(i) Why do we have to simplify the numerator and denominator, and not just substitute the standard part st(c) right away since it is given as 4.
(ii) Also what does this mean (more specifically, what is the idea behind the bold part):
However, since c $\neq$ 4 the fraction is defined, and it can be simplified by factoring the numerator and denominator
(i) If you try to apply standard part rules directly you run into erroneous equations. For example, if you distribute the standard part map over the fraction you get $$ st\big(\frac{c^{2}+2c-24}{c^{2}-16}\big)=\frac{st(c^{2}+2c-24)}{st(c^{2}-16)}\tag{1} $$ Or maybe you try to do all possible distributions at once and get $$ st\big(\frac{c^{2}+2c-24}{c^{2}-16}\big)=\frac{st(c)^{2}+2st(c)-24}{st(c)^{2}-16}\tag{2} $$ But since $st(c)=4$, we get zero in the denominators of right side in both (1) and (2). So this doesn't make sense and the approach fails.
(ii) On the other hand, since $c^{2}\neq 16$, the nonstandard fraction $$ \frac{c^{2}+2c-24}{c^{2}-16}\tag{3} $$ is a well-defined nonstandard number. This what they mean by saying the fraction is defined. They go on to simplify $(3)$ to $$ \frac{c+6}{c+4}\tag{4} $$ Now the "direct approach" to evaluating the standard part (that we tried and failed to do in (i)) will work because the standard part of the denominator in $(4)$ is nonzero.
An analogy: You can liken this to certain limits in which one gets rid of $\frac{0}{0}$ by canceling common factors. For example consider $$ \lim_{x\to 4} \frac{x^{2}+2x-24}{x^{2}-16} $$ If you try to "plug in $4$" you get $\frac{0}{0}$. This is the analogy of the failed attempt in (i).
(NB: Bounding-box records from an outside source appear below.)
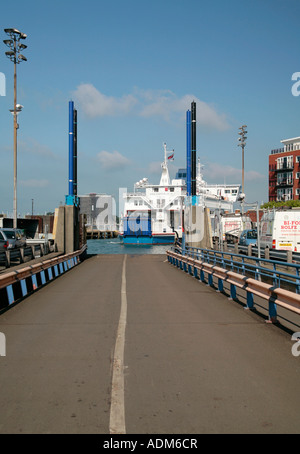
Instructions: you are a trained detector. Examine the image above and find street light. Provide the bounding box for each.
[3,28,27,229]
[238,125,247,193]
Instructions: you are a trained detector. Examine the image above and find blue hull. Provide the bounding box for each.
[120,235,174,245]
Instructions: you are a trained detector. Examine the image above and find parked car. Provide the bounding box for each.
[0,231,9,252]
[0,228,26,250]
[239,229,257,246]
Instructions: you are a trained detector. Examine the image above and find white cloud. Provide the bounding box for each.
[97,150,130,170]
[20,179,50,188]
[140,90,229,131]
[73,84,229,131]
[74,84,137,118]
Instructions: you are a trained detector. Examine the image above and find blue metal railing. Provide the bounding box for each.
[177,246,300,294]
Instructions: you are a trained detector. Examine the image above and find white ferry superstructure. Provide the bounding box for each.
[119,144,241,244]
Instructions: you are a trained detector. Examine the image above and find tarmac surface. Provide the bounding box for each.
[0,255,300,434]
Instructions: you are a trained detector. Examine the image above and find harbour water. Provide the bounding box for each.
[87,238,171,254]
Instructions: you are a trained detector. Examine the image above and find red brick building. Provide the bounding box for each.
[269,137,300,202]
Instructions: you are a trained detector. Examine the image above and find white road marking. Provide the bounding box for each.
[109,254,127,434]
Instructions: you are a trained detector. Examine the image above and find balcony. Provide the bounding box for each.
[276,178,294,187]
[271,148,284,154]
[276,162,294,170]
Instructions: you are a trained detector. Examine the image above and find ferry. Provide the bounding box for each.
[119,143,240,245]
[119,143,186,244]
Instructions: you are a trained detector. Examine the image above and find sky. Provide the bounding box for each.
[0,0,300,216]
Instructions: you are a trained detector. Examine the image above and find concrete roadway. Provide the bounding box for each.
[0,255,300,434]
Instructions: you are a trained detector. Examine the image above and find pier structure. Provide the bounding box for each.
[0,251,300,432]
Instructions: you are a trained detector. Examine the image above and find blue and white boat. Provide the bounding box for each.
[119,144,241,245]
[119,144,186,244]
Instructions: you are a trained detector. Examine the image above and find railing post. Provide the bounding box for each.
[218,277,224,292]
[229,284,236,300]
[246,292,254,309]
[268,299,277,323]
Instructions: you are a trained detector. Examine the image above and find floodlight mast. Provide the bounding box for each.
[3,28,27,229]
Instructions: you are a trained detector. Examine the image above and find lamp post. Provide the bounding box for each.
[3,28,27,228]
[238,125,247,194]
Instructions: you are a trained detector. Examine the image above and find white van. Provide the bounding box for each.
[259,210,300,252]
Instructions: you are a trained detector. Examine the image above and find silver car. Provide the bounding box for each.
[0,228,26,250]
[0,231,9,252]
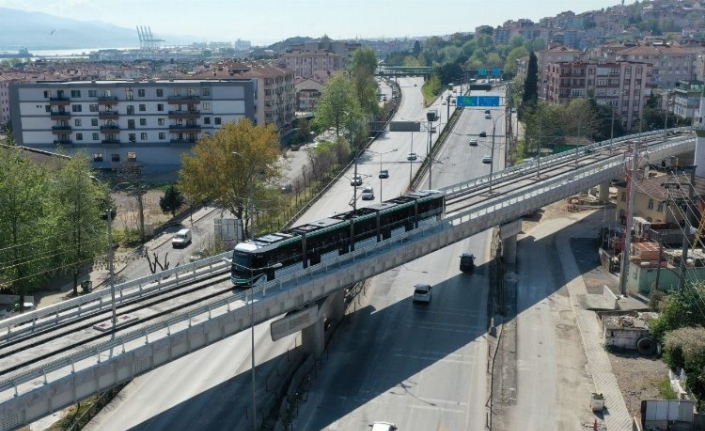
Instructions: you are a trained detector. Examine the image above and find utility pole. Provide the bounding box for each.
[619,142,639,295]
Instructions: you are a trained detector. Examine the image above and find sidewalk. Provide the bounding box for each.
[34,207,216,308]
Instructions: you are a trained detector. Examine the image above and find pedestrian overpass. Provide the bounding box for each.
[0,132,696,431]
[376,66,433,76]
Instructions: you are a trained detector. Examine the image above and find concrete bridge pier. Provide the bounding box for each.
[599,183,610,203]
[301,290,345,358]
[502,235,517,265]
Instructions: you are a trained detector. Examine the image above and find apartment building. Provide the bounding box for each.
[547,61,651,130]
[191,61,296,131]
[536,45,582,100]
[279,37,362,78]
[611,43,695,90]
[10,79,258,172]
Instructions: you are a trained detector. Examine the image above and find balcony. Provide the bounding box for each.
[98,96,117,105]
[169,109,201,118]
[49,96,71,106]
[98,111,118,120]
[49,111,71,120]
[51,126,71,134]
[167,94,201,103]
[169,124,201,133]
[169,139,196,145]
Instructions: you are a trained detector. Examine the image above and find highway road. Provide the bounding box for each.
[81,78,502,430]
[293,86,504,431]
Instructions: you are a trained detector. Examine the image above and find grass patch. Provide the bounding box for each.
[658,379,678,400]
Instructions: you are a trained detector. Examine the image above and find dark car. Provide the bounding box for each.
[460,252,475,272]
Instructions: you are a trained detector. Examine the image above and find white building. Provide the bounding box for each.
[10,79,257,172]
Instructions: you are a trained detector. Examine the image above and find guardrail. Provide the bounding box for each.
[0,252,232,340]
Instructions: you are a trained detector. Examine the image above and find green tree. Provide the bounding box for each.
[177,119,281,238]
[519,51,539,116]
[159,184,186,218]
[313,74,364,136]
[350,48,382,118]
[649,281,705,343]
[48,154,107,296]
[0,148,54,307]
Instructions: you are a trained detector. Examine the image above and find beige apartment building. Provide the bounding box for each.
[546,61,651,130]
[190,61,296,131]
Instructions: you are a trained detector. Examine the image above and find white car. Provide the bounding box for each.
[370,422,397,431]
[412,283,431,304]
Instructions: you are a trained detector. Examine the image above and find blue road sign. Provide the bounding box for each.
[456,96,499,108]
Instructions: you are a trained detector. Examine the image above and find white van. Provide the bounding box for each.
[171,229,191,248]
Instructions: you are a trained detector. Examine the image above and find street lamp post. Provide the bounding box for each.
[232,151,255,241]
[489,114,506,194]
[247,263,282,431]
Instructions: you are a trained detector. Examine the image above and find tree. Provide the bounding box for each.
[159,184,186,218]
[0,148,51,308]
[176,119,281,238]
[48,153,107,296]
[313,74,364,136]
[521,51,539,106]
[350,48,381,117]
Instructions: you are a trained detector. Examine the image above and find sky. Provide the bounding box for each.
[0,0,634,45]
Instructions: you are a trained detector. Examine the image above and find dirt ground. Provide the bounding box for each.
[523,201,668,417]
[112,190,171,235]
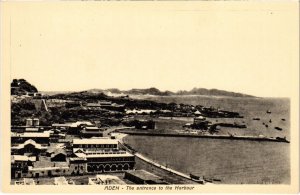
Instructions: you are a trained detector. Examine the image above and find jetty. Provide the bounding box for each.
[116,130,290,143]
[134,152,204,184]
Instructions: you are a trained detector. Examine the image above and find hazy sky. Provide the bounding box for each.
[10,2,299,96]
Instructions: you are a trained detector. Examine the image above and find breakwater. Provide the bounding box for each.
[119,130,290,143]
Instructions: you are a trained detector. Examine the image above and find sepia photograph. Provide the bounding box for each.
[1,1,299,193]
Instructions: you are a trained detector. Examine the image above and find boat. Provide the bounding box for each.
[190,173,205,184]
[275,137,290,143]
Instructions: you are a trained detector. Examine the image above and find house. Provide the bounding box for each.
[88,175,126,185]
[11,139,48,156]
[11,132,50,144]
[80,126,103,138]
[72,138,135,173]
[15,178,36,185]
[54,176,75,185]
[27,162,70,178]
[11,155,36,178]
[50,149,67,162]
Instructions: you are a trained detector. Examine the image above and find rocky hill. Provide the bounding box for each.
[89,87,254,97]
[10,79,38,95]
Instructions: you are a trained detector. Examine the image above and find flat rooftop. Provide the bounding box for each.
[73,137,119,144]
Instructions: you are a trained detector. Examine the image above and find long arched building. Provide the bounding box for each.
[70,137,135,174]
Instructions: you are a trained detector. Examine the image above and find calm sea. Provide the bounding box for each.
[125,96,290,184]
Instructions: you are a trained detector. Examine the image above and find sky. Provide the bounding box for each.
[5,2,299,97]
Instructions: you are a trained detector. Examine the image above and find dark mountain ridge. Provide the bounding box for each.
[89,87,255,97]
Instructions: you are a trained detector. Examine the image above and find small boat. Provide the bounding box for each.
[276,137,290,143]
[190,173,205,184]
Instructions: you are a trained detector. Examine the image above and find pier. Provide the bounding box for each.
[134,153,202,184]
[119,130,290,143]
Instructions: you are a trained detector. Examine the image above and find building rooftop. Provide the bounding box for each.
[11,132,50,137]
[73,137,119,144]
[11,139,47,150]
[15,178,36,185]
[54,176,75,185]
[75,151,134,158]
[70,121,93,127]
[11,155,36,163]
[89,175,126,185]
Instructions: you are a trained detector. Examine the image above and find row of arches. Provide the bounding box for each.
[87,163,130,172]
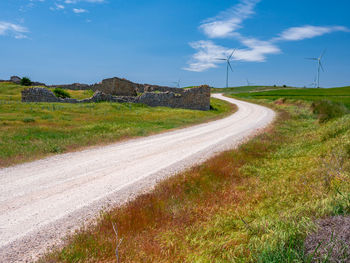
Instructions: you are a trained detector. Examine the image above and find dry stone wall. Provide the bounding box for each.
[22,87,137,103]
[139,85,210,110]
[22,78,210,110]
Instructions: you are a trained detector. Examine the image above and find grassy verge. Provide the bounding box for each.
[212,86,297,94]
[0,83,234,167]
[235,87,350,108]
[42,95,350,263]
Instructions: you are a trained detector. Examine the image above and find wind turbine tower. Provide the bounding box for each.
[306,50,326,88]
[217,49,235,88]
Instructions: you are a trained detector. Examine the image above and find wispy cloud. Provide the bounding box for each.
[199,0,260,38]
[184,40,232,72]
[64,0,105,4]
[0,21,28,39]
[184,0,350,72]
[275,25,349,41]
[73,8,88,14]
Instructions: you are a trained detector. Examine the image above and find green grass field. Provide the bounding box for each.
[212,86,295,94]
[235,87,350,108]
[40,94,350,263]
[0,83,233,167]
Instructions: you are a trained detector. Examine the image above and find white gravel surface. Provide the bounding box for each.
[0,94,275,262]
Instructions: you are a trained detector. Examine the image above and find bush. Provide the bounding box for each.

On the other hand we can factor and simplify: $$ \lim_{x\to 4}\frac{x^{2}+2x-24}{x^{2}-16} = \lim_{x\to 4}\frac{(x+6)(x-4)}{(x+4)(x-4)} = \lim_{x\to 4}\frac{x+6}{x+4}=\frac{10}{8}. $$ In the last step, plugging in $4$ causes no problems. This is the analogy of the successful approach in (ii).